Pytanie powtarzane przez coraz więcej osób to… jak pokonać stres? Otóż eksperci twierdzą, że planowanie pomaga zapanować nad chaosem dnia codziennego. Planowanie pomaga uporządkować nie tylko obowiązki, ale również myśli. Spojrzenie w kalendarz powoduje o wiele mniej stresu i wymaga o wiele mniejszego wysiłku, niż pamiętanie, co jeszcze należy zrobić.
A jeśli życie jest wypełnione nieprzewidywalnymi działaniami? Albo uciążliwą prokrastynacją? Mój osobisty sposób na to, to kartki z uwagami (w praktyce, to w kalendarzu zaznaczam, co udało mi się zrobić, a czego nie).
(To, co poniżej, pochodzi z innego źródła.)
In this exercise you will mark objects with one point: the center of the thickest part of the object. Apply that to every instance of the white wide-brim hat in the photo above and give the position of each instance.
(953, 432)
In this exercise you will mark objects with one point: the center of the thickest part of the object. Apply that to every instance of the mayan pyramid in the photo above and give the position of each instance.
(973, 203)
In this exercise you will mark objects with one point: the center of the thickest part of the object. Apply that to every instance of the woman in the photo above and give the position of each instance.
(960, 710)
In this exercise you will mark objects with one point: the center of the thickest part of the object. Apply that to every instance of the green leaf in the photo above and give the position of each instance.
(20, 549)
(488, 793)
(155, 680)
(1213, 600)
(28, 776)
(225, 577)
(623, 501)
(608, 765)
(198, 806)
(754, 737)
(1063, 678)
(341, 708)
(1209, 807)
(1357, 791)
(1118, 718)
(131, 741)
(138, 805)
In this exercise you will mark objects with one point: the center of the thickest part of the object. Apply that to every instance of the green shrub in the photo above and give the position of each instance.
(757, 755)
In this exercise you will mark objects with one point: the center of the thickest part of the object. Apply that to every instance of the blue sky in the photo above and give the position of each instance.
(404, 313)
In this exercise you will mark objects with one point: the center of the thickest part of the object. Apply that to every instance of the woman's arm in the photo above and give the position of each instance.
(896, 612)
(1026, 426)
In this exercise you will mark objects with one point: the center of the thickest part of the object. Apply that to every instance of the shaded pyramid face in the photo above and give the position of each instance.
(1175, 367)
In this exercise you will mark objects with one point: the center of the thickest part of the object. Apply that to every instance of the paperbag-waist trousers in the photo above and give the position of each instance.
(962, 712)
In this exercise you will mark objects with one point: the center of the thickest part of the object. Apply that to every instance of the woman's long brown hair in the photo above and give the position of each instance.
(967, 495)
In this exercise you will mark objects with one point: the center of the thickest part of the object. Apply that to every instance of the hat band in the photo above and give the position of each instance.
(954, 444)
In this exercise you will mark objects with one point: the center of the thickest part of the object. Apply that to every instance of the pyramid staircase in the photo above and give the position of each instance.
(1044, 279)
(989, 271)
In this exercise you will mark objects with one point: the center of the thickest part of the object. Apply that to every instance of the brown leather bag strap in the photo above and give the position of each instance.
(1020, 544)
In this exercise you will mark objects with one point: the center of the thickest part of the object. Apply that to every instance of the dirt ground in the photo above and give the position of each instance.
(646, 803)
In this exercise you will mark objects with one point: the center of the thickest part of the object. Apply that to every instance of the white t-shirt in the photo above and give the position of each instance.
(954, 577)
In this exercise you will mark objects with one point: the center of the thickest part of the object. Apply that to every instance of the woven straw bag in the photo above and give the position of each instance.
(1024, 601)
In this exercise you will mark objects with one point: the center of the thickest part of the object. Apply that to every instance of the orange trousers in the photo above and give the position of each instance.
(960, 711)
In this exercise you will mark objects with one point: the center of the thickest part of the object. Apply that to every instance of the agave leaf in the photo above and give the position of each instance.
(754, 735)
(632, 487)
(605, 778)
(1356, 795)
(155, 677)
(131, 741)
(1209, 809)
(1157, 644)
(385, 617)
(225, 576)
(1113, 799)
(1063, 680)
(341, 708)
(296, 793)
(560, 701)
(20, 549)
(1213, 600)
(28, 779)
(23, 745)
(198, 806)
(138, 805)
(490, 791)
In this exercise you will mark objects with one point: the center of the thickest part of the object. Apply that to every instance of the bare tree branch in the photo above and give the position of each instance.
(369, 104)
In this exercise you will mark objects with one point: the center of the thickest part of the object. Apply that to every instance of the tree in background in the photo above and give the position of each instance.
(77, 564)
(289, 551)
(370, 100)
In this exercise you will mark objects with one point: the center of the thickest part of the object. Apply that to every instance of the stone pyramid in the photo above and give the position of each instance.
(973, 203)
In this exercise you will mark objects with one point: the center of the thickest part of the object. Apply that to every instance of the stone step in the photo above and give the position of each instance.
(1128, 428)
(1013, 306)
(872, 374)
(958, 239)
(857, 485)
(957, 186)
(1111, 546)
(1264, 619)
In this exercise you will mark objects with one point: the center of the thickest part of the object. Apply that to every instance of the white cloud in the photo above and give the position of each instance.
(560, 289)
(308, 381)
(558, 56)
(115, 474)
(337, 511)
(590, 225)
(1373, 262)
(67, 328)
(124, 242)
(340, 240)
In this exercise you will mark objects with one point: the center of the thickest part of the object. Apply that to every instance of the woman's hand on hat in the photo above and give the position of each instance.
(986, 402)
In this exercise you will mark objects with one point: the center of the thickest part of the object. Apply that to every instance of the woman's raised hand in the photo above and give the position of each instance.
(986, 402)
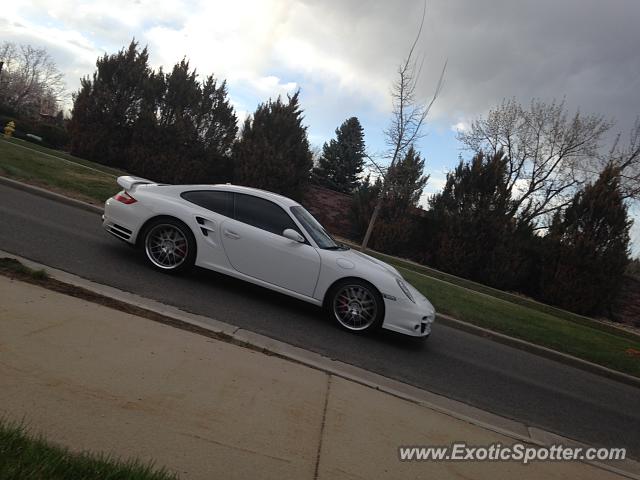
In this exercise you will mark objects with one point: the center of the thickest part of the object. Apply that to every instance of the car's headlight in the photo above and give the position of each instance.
(405, 289)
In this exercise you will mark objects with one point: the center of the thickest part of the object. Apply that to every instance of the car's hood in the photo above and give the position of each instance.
(359, 258)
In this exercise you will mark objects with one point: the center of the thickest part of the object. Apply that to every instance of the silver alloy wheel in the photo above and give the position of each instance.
(166, 246)
(354, 306)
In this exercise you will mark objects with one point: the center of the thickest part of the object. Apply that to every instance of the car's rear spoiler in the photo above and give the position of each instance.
(129, 182)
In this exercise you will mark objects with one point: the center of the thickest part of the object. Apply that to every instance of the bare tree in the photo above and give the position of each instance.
(627, 159)
(408, 117)
(546, 150)
(30, 82)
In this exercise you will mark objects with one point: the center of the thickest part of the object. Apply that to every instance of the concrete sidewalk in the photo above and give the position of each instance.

Mając tego rodzaju podpowiedzi, udaje mi się coraz częściej wypełniać dzienny plan.
Jak możesz jeszcze umilić sobie dzień?
Wyręcz się czymś (a nie kimś). Robot kuchenny, ekspres do kawy, zmywarka, pralka, suszarka do suszenia prania, robot odkurzający, czy nawet robot myjący okna. A teraz wyobraź sobie taką scenkę:
- Co dziś masz w planach? – pyta mąż żony.
- Muszę odkurzyć, umyć okna, umyć naczynia, zrobić pranie, zrobić obiad i… - zaczęła żona wymieniać.
- To ci bardzo współczuję. Jak przyjdę to zajmę się ogrodem. – powiedział mąż, po czym poszedł do pracy. A żonie zajęło aż 30 minut włączenie wszystkich potrzebnych urządzeń i położyła się spać. To jest dopiero komfort. (A mąż po powrocie z pracy włączył robot koszący).
A czym dla mnie jest komfort? Słuchawki nauszne, bezprzewodowe, które nie ściskają, świeże powietrze, dobry film na mojej ślicznej kanapie lub rozkładanym fotelu, to spacer z synem w niedzielne przedpołudnie po parku w moim Kowalu, to po prostu dzień z rodziną.
Mam jeszcze jeden sposób na poczucie komfortu. W niedzielny poranek wchodzę do łazienki i urządzam sobie spa. Maseczka na twarz, włosy, stopy i dekolt i kilka innych czynności, o których nie będę tutaj pisać. Do tego spokojna muzyka i świece zapachowe. Jednym słowem, mój własny rajski komfort.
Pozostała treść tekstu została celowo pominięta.